Nobody would care if he died. Disappear. The words fold in Blair’s mind, and then fold again, and then fold again, until they are as small as she can make them. She stares ahead at the display of wrapping paper squares and the poms of spiral ribbons for gifts, and she can see only one thing. Xavier, alone, leaning over the bedroom window. Not caring, either, if he died.
39
Whitney
The Hospital
Her phone appears in front of her, in Jacob’s hand. He’s back in the room, he smells like toothpaste. He’s wearing different clothes. It must be morning. He’s saying something about texts from her assistant, she’s sent Whitney three messages, but the screen is locked, so he can’t read them to her. Does she want to check? Does she want him to call the office for her? The meeting, there was that big meeting this morning. He can let them know what’s happened to Xavier, that she won’t be available for a few days. Whitney doesn’t answer, she doesn’t want to think about work. Jacob waits. He’s unsure of what she wants. And then he makes the decision for her. He says he’ll slip out of the room to call Grace, he’ll be just a minute.
But then she snatches the phone from him. She sucks in the stale hospital room air, but her lungs don’t fill like they need to. She grips the phone as tightly as she can, and she needs Jacob to back away, to leave the room. Because Grace doesn’t ever text, she only emails.

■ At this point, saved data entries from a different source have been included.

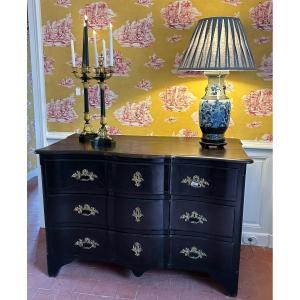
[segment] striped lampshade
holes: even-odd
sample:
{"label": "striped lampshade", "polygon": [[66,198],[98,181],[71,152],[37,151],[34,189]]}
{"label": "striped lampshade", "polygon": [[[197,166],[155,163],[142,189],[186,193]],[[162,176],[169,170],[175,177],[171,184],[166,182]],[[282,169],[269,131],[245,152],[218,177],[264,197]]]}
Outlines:
{"label": "striped lampshade", "polygon": [[199,20],[179,70],[255,70],[247,38],[239,18]]}

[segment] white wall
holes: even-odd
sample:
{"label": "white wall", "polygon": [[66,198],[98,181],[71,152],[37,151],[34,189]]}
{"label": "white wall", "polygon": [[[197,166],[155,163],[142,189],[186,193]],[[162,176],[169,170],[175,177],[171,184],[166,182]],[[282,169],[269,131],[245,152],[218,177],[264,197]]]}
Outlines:
{"label": "white wall", "polygon": [[258,146],[244,143],[254,163],[247,166],[242,241],[250,244],[250,237],[254,245],[272,247],[273,151],[263,143],[253,148]]}

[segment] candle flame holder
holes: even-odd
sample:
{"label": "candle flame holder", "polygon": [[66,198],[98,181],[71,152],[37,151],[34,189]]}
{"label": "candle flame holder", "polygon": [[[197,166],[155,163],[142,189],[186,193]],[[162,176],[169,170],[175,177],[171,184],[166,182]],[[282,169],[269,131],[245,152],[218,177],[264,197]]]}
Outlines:
{"label": "candle flame holder", "polygon": [[79,135],[79,142],[85,143],[97,136],[97,133],[93,130],[90,124],[90,113],[89,113],[89,99],[88,99],[88,88],[90,77],[90,68],[87,66],[73,67],[72,73],[78,79],[81,79],[83,84],[83,93],[84,93],[84,125],[83,130]]}

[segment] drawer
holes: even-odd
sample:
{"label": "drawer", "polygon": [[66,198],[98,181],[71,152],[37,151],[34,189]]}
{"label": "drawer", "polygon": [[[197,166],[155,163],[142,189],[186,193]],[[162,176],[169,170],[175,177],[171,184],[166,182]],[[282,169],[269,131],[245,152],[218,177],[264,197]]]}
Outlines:
{"label": "drawer", "polygon": [[168,228],[168,201],[110,198],[109,227],[131,230],[164,230]]}
{"label": "drawer", "polygon": [[105,163],[97,160],[48,160],[48,193],[105,193]]}
{"label": "drawer", "polygon": [[233,244],[195,237],[172,237],[171,265],[193,271],[230,270]]}
{"label": "drawer", "polygon": [[73,223],[106,225],[106,198],[98,195],[48,195],[45,201],[47,226]]}
{"label": "drawer", "polygon": [[111,189],[116,193],[164,193],[163,164],[114,163],[110,178]]}
{"label": "drawer", "polygon": [[97,229],[47,229],[48,252],[62,256],[105,259],[107,232]]}
{"label": "drawer", "polygon": [[185,200],[171,203],[171,230],[231,237],[233,228],[234,207]]}
{"label": "drawer", "polygon": [[194,164],[172,164],[171,193],[235,200],[238,170]]}
{"label": "drawer", "polygon": [[113,233],[116,260],[125,265],[162,266],[164,261],[163,237]]}

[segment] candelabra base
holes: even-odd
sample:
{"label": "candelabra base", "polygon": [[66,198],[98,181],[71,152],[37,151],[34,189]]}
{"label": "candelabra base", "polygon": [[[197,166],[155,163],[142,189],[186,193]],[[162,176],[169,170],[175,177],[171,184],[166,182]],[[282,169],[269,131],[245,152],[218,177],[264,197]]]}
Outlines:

Someone else in her phone is listed as Grace.
She asks Jacob to go downstairs to get her a sandwich. Says she thinks she might finally be hungry. Her voice is too tight; he’s quiet for a moment. And then he looks around for his wallet, says he’s glad her appetite is back, but she knows he doesn’t believe her.
When he is gone, she unlocks the screen and reads the three texts.
I’m sorry. For everything.
I need to see you again.
I think she’s close to finding out.
40
Rebecca
She is still alone on the floor in the empty nursery. She has an ache for something she can’t recognize at first, and then the obviousness is overwhelming. She wants to see her mother.
Her mother’s voice is full and hopeful on the other end of the line when Rebecca asks if she can stop by later that morning. She’s avoided seeing her mother as often as she should. Being around her reminds Rebecca of the relationship she herself might never have. They usually talk about other things instead, politics, her work, the condo board her mother has joined, but she knows her fertility is on both of their minds.